Leaders in the industry include Enefit based in Estonia. This company for example, initiated an agreement last month with a number of partners to build a shale powered plant costing $2.1 billion USD (United States Dollar) in Jordan. It is expected to produce 540 Megawatts of power once in operation.
Queensland Energy Resources based in Australia is now going from the experimental and demonstration phase to actual commercial sized production. The new power plant is expected to be on line by 2018.
Questerre Energy from Cananda is looking to begin operations in the United States with an upcoming project in Utah.
Royal Dutch Shell from the Netherlands is attempting to extract oil in Jordan by a new experimental process that will heat the rock underground with an electric current. Once released from the rock the oil could then be easily be pulled out.
Enefit has become the most efficient in the industry at present. After the rock is heated and the oil is and gas is extracted the remaining material is burned. This produces steam which drives a generator thus producing electricity. The remaining ash can then be used in the production of cement. The company has been producing power and energy since the end of 2012.
The industry can remain profitable on the whole as long as world oil prices remain above $75 USD per barrel. When an investor considers present world events, it is not hard to determine that market prices will remain above this benchmark. The price for a barrel oil at the close of business yesterday was over $103 USD for WTI (American oil) and over $110 USD for Brent.

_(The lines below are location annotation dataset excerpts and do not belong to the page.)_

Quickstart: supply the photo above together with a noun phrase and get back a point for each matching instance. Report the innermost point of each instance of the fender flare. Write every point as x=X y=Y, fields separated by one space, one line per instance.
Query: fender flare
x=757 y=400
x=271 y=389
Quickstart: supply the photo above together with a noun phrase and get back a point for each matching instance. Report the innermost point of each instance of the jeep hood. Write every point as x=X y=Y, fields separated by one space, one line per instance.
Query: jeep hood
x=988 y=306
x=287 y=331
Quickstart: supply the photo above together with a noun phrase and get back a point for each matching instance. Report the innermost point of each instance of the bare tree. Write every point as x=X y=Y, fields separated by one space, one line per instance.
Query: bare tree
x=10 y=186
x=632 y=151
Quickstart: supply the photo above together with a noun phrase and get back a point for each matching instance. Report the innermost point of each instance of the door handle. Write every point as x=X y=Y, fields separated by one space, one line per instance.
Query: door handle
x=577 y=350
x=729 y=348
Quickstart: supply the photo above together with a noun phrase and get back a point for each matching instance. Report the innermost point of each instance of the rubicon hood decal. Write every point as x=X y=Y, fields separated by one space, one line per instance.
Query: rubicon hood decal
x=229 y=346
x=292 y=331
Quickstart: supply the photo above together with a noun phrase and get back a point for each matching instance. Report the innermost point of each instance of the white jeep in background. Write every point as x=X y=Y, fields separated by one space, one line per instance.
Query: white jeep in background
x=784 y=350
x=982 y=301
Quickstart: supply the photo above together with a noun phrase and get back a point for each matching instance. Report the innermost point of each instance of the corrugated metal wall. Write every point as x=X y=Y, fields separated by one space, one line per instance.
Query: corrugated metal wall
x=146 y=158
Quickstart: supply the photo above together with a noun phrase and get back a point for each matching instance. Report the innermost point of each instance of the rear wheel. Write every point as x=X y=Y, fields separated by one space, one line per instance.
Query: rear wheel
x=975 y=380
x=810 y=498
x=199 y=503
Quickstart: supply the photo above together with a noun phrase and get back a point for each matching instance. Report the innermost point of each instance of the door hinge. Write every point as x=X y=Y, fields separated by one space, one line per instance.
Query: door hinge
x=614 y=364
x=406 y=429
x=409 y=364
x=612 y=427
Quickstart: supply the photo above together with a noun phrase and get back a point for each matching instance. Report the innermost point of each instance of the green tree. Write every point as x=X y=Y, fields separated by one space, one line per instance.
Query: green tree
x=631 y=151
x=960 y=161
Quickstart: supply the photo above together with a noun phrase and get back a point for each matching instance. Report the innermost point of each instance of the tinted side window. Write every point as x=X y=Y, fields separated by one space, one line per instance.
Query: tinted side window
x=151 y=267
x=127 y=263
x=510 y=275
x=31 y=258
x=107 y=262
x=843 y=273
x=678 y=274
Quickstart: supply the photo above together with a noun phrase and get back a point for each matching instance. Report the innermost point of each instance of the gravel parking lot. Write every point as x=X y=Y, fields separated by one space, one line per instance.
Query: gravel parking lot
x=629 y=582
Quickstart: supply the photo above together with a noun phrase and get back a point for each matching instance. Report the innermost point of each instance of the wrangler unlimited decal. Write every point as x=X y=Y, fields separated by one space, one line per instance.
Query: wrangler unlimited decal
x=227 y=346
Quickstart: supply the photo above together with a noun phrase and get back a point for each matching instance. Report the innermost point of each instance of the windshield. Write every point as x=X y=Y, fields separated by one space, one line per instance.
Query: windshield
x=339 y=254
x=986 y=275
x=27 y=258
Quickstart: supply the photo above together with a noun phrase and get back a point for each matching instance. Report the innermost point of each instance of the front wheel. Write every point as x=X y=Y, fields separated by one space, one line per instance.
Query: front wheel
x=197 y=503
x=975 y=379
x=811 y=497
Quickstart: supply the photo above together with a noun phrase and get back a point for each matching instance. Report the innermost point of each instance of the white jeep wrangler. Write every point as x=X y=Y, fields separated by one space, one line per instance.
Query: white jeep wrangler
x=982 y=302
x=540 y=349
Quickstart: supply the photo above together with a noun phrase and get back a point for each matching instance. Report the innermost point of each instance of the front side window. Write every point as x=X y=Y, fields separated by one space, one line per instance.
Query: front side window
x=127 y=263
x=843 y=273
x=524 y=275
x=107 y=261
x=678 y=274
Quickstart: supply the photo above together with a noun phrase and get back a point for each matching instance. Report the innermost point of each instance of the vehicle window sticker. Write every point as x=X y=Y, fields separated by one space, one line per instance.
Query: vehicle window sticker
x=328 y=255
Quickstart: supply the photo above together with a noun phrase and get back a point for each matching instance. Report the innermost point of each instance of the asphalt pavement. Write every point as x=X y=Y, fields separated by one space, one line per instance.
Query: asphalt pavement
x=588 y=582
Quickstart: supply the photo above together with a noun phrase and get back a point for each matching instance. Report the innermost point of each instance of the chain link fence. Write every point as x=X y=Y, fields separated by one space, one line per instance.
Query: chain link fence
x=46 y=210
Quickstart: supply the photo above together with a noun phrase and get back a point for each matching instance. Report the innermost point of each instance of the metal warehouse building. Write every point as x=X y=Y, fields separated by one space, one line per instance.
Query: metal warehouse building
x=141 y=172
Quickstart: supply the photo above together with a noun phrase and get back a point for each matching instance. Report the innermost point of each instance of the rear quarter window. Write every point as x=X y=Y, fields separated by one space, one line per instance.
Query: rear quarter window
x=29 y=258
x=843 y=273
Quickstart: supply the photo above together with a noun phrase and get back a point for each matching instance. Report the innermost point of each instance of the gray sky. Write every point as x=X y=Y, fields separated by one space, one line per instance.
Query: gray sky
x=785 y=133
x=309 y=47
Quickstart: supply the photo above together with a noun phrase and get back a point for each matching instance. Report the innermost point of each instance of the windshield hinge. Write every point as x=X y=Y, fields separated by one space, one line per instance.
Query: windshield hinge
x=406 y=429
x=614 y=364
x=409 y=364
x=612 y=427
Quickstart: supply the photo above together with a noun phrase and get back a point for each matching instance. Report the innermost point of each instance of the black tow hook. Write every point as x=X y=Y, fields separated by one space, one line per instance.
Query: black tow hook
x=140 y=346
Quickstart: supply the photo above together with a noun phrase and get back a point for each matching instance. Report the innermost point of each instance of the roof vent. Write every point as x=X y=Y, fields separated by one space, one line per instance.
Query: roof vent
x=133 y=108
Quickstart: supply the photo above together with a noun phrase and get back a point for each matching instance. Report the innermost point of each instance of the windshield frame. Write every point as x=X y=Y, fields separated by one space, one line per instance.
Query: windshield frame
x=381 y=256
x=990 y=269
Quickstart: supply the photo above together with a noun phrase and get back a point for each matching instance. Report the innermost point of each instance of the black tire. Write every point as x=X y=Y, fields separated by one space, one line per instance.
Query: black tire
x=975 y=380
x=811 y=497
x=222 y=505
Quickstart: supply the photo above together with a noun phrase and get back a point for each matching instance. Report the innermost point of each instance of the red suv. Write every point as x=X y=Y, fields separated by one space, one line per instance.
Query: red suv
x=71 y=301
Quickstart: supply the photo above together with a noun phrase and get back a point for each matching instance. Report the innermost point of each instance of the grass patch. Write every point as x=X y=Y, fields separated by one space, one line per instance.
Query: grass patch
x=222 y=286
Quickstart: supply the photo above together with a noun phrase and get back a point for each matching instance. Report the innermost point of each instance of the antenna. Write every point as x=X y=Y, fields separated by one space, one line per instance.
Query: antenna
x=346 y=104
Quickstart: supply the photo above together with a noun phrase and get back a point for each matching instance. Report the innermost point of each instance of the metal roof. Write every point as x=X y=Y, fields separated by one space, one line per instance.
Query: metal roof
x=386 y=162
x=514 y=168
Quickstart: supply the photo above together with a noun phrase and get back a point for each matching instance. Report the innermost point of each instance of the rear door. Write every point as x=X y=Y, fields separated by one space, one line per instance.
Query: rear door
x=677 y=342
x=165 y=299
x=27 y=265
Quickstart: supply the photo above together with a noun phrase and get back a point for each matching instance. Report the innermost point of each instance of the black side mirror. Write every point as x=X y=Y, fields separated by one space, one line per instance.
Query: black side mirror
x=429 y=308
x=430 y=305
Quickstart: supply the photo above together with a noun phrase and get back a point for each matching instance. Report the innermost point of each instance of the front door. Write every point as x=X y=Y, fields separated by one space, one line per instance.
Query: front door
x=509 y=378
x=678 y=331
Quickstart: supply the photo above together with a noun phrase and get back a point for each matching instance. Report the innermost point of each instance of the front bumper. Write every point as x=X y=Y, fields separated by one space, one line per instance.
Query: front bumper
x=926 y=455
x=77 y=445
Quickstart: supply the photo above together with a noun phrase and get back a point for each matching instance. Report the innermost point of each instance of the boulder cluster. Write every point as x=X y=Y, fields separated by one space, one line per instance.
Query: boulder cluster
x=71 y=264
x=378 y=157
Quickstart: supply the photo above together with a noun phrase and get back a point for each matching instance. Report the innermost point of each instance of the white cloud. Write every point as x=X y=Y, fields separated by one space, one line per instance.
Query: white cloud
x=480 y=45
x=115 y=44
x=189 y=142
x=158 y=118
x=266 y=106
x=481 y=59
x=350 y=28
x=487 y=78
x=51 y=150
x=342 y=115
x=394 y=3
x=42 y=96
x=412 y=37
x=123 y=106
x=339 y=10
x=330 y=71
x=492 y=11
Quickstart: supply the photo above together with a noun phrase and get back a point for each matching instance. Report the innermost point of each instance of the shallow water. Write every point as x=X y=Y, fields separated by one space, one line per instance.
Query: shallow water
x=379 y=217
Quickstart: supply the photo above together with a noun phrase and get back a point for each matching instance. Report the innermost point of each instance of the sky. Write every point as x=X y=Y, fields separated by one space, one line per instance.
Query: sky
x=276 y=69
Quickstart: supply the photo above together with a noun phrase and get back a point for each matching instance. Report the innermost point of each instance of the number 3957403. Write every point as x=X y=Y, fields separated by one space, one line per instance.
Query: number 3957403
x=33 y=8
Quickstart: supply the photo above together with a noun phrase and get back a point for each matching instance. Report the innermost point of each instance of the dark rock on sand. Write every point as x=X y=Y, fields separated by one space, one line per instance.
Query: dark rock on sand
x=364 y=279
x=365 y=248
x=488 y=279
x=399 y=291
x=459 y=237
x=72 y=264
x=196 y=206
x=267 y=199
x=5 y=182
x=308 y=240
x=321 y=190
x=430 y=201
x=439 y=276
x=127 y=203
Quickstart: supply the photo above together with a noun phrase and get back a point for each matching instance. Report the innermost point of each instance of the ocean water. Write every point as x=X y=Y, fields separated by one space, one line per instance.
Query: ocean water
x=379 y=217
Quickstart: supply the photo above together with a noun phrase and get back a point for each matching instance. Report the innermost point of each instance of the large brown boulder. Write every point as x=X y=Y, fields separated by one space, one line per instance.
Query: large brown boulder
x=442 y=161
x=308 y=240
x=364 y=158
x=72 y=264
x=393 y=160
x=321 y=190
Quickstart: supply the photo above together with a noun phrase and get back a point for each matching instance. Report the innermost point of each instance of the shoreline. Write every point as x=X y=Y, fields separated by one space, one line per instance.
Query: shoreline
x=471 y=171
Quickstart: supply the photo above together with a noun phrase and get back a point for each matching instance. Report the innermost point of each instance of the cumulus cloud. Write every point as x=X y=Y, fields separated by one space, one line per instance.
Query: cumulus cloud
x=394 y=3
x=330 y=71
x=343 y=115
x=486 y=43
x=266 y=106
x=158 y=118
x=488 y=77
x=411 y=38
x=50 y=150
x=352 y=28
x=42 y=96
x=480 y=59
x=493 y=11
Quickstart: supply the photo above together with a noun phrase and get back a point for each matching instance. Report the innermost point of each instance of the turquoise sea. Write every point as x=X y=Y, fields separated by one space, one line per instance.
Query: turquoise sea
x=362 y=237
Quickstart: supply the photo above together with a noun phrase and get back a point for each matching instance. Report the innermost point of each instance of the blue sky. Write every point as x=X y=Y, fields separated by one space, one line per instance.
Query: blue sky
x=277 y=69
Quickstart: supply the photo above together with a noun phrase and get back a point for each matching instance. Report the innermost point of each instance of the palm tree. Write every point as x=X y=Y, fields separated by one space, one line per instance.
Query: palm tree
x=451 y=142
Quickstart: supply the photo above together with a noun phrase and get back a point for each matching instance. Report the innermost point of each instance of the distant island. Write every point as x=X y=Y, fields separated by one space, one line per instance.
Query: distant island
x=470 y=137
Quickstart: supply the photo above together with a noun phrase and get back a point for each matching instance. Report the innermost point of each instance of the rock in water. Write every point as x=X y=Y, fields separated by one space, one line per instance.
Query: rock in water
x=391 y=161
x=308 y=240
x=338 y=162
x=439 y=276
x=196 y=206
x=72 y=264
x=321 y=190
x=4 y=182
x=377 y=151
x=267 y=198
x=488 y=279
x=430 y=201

The only major drawback is the large cost in setting up operations. That is why it makes sense for a potential investor to concentrate efforts on existing companies with a proven track record. The only other consideration must be to consider geographic location, in regards to political an economic stability. For example, Jordan might have seemed to be a good place to make an investment in the past. Recent events in that part of the world, may well jeopardize a company’s investment there.